The Centre’s outreach includes joint programs with the British Council, exchange agreements with University of Punjab (India), research partnerships with the Economic and Political Weekly, and project grants from funders such as the Leverhulme Trust, Wellcome Trust, and the European Research Council. It coordinates lecture series featuring visiting scholars from the Tata Institute of Social Sciences, the Centre for Studies in Social Sciences, Calcutta, the National University of Singapore, and the University of Toronto.
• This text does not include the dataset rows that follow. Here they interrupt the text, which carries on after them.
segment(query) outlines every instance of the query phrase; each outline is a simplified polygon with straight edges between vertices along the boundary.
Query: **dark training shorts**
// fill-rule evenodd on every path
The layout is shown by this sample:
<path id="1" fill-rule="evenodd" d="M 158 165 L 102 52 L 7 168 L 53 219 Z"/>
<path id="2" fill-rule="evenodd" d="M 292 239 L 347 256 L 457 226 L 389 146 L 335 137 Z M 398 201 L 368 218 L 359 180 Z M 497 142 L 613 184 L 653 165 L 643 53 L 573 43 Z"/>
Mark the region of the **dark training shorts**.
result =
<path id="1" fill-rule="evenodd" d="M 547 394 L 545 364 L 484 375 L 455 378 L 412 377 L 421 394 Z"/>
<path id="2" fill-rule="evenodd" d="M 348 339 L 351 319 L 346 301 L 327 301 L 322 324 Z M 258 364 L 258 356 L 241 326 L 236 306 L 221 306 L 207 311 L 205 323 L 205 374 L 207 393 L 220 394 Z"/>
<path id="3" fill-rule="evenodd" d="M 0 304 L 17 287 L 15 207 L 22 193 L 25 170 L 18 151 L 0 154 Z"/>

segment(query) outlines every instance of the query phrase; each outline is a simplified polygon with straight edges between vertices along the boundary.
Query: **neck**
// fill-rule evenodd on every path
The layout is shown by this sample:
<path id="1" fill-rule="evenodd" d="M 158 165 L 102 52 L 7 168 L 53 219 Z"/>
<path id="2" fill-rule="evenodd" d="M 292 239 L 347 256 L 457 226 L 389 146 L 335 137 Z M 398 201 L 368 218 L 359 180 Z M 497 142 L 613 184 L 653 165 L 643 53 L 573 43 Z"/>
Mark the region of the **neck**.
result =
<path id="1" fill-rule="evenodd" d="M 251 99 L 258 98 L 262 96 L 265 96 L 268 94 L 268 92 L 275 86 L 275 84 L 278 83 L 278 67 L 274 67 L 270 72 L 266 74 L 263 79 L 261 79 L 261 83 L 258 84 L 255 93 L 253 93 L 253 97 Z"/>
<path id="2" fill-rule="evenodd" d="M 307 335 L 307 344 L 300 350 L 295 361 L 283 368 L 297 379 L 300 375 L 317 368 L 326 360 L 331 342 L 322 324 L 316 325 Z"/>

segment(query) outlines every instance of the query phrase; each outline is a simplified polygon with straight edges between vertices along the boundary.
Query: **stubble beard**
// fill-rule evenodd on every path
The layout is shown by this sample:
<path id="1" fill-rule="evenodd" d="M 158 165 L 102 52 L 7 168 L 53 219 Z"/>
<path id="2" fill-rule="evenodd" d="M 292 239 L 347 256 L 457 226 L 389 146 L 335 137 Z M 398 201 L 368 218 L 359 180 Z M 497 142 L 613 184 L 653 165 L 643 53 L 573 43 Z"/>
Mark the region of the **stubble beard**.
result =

Public engagement initiatives encompass film screenings of works like those by Satyajit Ray and Guru Dutt, curated exhibitions in collaboration with the Victoria and Albert Museum, and policy briefings for entities including the Foreign and Commonwealth Office and the Commonwealth Secretariat.
Administratively housed within the University of Cambridge structure, the Centre liaises with college fellows from King's College, Cambridge, Trinity College, Cambridge, and St Catharine's College, Cambridge. Facilities include seminar rooms, a language laboratory stocked with materials used in pedagogical programs like British Council language certification, and offices for research fellows funded through awards such as the Guggenheim Fellowship and the Rhodes Scholarship alumni networks. The Centre’s governance involves an advisory board comprising historians, linguists, and political scientists associated with institutions including the London School of Economics, Harvard University, Princeton University, University of Chicago, and the Australian National University.